[<prev] [next>] [<thread-prev] [thread-next>] [day] [month] [year] [list]
Message-ID: <20090415111724.GG21342@psychotron.englab.brq.redhat.com>
Date: Wed, 15 Apr 2009 13:17:25 +0200
From: Jiri Pirko <jpirko@...hat.com>
To: Eric Dumazet <dada1@...mosbay.com>
Cc: Li Zefan <lizf@...fujitsu.com>, linux-kernel@...r.kernel.org,
netdev@...r.kernel.org, jgarzik@...ox.com, davem@...emloft.net,
shemminger@...ux-foundation.org, bridge@...ts.linux-foundation.org,
fubar@...ibm.com, bonding-devel@...ts.sourceforge.net,
kaber@...sh.net, mschmidt@...hat.com, ivecera@...hat.com
Subject: Re: [PATCH 1/3] net: introduce a list of device addresses
dev_addr_list
Wed, Apr 15, 2009 at 11:27:50AM CEST, dada1@...mosbay.com wrote:
>Jiri Pirko a écrit :
>> This patch introduces a new list in struct net_device and brings a set of
>> functions to handle the work with device address list. The list is a replacement
>> for the original dev_addr field and because in some situations there is need to
>> carry several device addresses with the net device. To be backward compatible,
>> dev_addr is made to point to the first member of the list so original drivers
>> sees no difference.
>>
>
>You see no difference ? Please look more closely...
>
>I see one additional dereference in hot path, to small objects possibly
>with false sharing effects.
>
>So I would advise not changing dev_addr[] to a pointer.
>And instead copy first netdev_hw_addr into it.
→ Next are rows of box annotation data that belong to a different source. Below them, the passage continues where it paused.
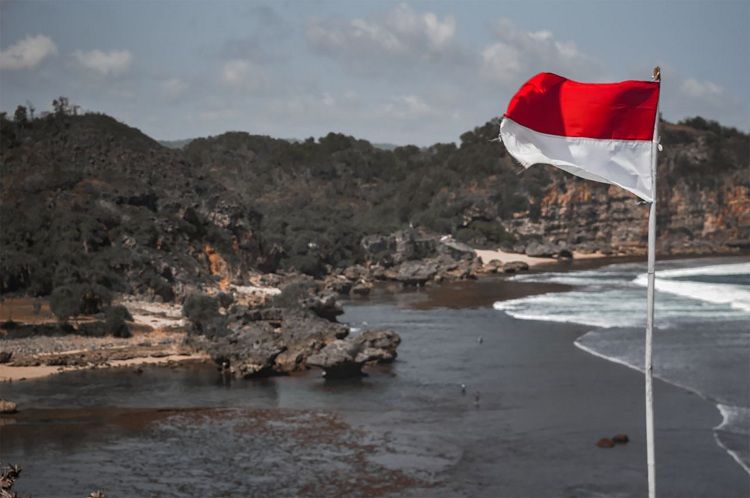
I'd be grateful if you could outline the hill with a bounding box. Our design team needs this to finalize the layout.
[0,109,750,301]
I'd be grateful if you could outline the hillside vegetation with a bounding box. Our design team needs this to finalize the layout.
[0,104,750,301]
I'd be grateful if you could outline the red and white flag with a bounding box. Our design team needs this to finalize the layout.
[500,73,659,202]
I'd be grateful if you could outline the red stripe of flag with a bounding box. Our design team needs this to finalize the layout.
[505,73,659,140]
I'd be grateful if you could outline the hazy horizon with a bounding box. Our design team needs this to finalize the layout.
[0,0,750,146]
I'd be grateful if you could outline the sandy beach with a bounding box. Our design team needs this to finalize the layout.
[475,249,611,267]
[0,288,750,498]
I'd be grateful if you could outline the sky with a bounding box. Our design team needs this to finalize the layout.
[0,0,750,146]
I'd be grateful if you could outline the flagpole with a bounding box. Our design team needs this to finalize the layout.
[644,67,661,498]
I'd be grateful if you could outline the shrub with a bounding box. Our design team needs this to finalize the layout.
[49,284,112,321]
[104,305,133,337]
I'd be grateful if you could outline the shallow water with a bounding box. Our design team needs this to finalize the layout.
[494,258,750,473]
[0,258,750,497]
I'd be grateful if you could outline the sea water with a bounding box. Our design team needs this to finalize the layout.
[494,258,750,473]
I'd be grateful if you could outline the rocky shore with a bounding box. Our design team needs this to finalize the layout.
[0,229,550,388]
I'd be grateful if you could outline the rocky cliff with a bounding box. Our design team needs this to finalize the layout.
[506,121,750,254]
[0,109,750,301]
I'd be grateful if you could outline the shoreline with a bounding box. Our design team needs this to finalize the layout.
[0,255,747,387]
[474,249,612,268]
[0,353,210,383]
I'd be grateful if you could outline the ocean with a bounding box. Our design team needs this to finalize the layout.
[493,258,750,473]
[0,258,750,498]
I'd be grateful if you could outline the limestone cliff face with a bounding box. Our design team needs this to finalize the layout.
[505,125,750,254]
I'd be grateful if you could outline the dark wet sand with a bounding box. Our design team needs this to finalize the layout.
[0,274,750,497]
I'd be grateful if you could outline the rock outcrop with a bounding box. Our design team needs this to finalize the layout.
[307,330,401,379]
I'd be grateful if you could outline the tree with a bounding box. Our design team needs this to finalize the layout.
[26,100,36,121]
[52,96,70,116]
[13,105,29,124]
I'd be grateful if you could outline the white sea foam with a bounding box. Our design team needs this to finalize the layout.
[493,260,750,473]
[633,272,750,312]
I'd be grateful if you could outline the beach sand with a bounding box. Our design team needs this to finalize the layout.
[0,290,750,498]
[475,249,611,267]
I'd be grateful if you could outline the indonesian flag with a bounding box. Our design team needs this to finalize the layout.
[500,73,659,202]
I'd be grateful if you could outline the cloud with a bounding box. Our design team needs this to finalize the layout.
[377,95,438,119]
[680,78,724,99]
[73,49,133,76]
[481,19,604,85]
[306,4,459,68]
[221,59,268,91]
[0,35,57,70]
[159,78,189,100]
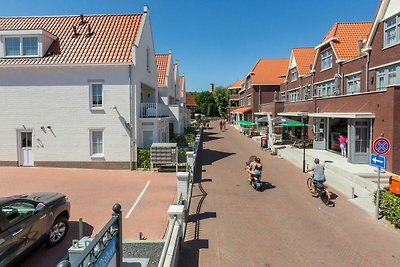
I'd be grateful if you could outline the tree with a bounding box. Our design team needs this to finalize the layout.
[193,91,218,117]
[214,86,229,117]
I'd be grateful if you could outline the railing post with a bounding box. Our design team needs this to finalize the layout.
[112,203,123,267]
[57,260,71,267]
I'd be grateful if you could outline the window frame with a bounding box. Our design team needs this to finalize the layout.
[321,47,333,71]
[89,128,104,158]
[89,81,104,110]
[4,36,40,58]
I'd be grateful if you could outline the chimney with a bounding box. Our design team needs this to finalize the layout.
[86,24,93,37]
[357,39,363,56]
[79,14,85,26]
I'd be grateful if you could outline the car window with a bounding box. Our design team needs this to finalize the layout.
[1,201,35,227]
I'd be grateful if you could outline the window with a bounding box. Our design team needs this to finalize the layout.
[1,201,35,228]
[290,68,297,82]
[317,80,335,96]
[5,37,39,57]
[383,14,400,47]
[247,95,251,106]
[90,130,104,156]
[376,64,400,91]
[346,74,360,94]
[321,48,332,70]
[288,89,300,102]
[90,83,103,109]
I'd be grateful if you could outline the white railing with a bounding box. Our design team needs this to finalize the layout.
[140,103,166,118]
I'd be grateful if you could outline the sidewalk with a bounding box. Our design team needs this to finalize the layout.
[253,136,393,215]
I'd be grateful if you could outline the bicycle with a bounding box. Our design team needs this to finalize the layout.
[307,177,331,205]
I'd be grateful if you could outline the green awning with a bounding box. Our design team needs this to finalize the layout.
[281,121,310,127]
[238,120,257,126]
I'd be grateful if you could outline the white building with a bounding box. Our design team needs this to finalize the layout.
[0,6,169,169]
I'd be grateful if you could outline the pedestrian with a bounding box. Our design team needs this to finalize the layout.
[339,134,347,158]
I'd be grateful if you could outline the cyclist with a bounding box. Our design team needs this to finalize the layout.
[307,158,326,193]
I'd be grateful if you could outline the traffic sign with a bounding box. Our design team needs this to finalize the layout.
[369,154,386,169]
[372,137,390,155]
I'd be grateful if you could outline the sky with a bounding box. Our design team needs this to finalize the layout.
[0,0,379,91]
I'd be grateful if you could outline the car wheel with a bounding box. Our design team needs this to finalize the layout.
[47,216,68,247]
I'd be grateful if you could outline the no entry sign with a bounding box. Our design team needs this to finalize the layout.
[372,137,390,155]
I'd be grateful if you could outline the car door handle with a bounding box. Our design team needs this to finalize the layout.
[12,228,24,236]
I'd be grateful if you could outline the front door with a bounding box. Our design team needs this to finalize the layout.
[313,118,327,150]
[19,130,33,166]
[348,119,371,163]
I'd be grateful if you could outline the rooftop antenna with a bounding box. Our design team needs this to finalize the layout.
[79,14,86,25]
[86,24,93,37]
[72,26,79,38]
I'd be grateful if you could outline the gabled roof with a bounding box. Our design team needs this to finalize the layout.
[292,47,315,75]
[156,54,171,86]
[179,76,185,97]
[249,58,289,84]
[228,80,243,89]
[321,22,372,60]
[0,14,144,65]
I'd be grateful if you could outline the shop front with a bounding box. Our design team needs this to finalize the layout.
[309,112,375,163]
Hmm :( That is what I was trying to avoid. If the first netdev_hw_addr in the
list is a copy of dev_addr, then there must be synchronizing of those two. This
would be a pain.. Plus I thought that eventually dev_addr would not be
accessible directly but only by set of macros/inlines to accesse the list, and
then dev_addr would be removed from struct net_device.
>
>Also, doing a kzalloc(sizeof(struct netdev_hw_addr)) for allocating these structs
>might give a block of memory < L1_CACHE_SIZE so kernel is free to give other
>part of this cache line to some other layer that could be a hot spot, so
>false sharing could happen.
>
>kzalloc(max(sizeof(*ha), L1_CACHE_SIZE)) is thus higly recommended here.
You mean PAGE_CACHE_SIZE? I think that would be little wasting... But I see your
point...
>
>> Note: patch adding list_first_entry_rcu (currently in Ingo's tip tree) needed.
>>
>> Signed-off-by: Jiri Pirko <jpirko@...hat.com>
>> ---
>> include/linux/etherdevice.h | 24 ++++
>> include/linux/netdevice.h | 31 +++++-
>> net/core/dev.c | 263 +++++++++++++++++++++++++++++++++++++++++++
>> 3 files changed, 316 insertions(+), 2 deletions(-)
>>
>> diff --git a/include/linux/etherdevice.h b/include/linux/etherdevice.h
>> index a1f17ab..348a75e 100644
>> --- a/include/linux/etherdevice.h
>> +++ b/include/linux/etherdevice.h
>> @@ -205,4 +205,28 @@ static inline int compare_ether_header(const void *a, const void *b)
>> (a32[1] ^ b32[1]) | (a32[2] ^ b32[2]);
>> }
>>
>> +/**
>> + * is_etherdev_addr - Tell if given Ethernet address belongs to the device.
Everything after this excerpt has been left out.